Her daughters now look forward to outdoor play; her youngest has become interested in a new sport as a result and has a much more "gung-ho" attitude to new challenges.
"At school she was given a cricket bat and ball and lately we've been playing every afternoon. What I've noticed is that she now has a willingness to get out and try things that might've once been scary for her. That's an important lesson - yes, you might sometimes fail, but you'll have fun doing it."
During the trial Phipps also noticed a difference when they went out as a family on the weekends with her husband: "The change of dynamic between all four of us was a nice surprise. We'd make a special effort to go out somewhere and try to work a little bit of physical activity into the outing rather than just doing something passive like going to a movie."
The ingenious Spark bluetooth-enabled rugby ball tracks minutes of active play time, converting active play to a screen-time allowance, sending an alert to parents when this time runs out. However the trial wasn't just about trading play time for screen time, it was about instilling new family habits that re-ignited a focus on play over screens.

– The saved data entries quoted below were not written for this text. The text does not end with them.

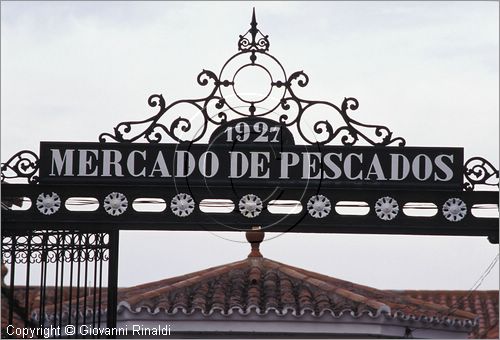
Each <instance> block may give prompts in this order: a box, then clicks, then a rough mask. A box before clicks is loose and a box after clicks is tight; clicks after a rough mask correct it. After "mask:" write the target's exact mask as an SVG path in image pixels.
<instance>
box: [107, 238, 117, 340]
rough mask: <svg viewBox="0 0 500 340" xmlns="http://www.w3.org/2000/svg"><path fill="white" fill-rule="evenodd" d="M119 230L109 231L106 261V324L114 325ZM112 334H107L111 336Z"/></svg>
mask: <svg viewBox="0 0 500 340" xmlns="http://www.w3.org/2000/svg"><path fill="white" fill-rule="evenodd" d="M119 236H120V231H119V230H118V229H113V230H111V231H110V232H109V262H108V311H107V315H106V326H107V327H108V328H115V327H116V312H117V305H118V251H119V243H118V241H119ZM112 337H113V336H108V338H112Z"/></svg>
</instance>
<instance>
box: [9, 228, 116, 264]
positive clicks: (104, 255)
mask: <svg viewBox="0 0 500 340" xmlns="http://www.w3.org/2000/svg"><path fill="white" fill-rule="evenodd" d="M13 247H14V248H15V259H14V261H15V263H27V262H28V261H29V263H41V262H42V261H43V262H49V263H55V262H57V261H64V262H85V261H87V262H91V261H98V260H105V261H106V260H108V257H109V252H108V251H109V249H108V248H109V235H108V234H107V233H79V232H66V231H53V230H43V231H41V230H37V231H32V232H31V234H30V235H23V236H2V263H11V262H12V260H13V259H12V248H13Z"/></svg>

The biggest positive changes reported by each of the 10 families was the children were more aware of their own screen time use (important in being able to monitor and make good choices around this for themselves). The family achieved a better balance of screen time and play time and less conflict when screen time allowance was up – suggesting the trial had positively impacted behaviour and increased kids' self-management of screen time.
Other findings:
•All families reported children were more aware of their screen time use.
•All families reached their self-selected target of what they felt to be an 'appropriate amount of screen time' over the course of the trial. By the end, all families met guidelines of no more than two hours of screen time per day.
•All families reported a better balance of screen time and playtime.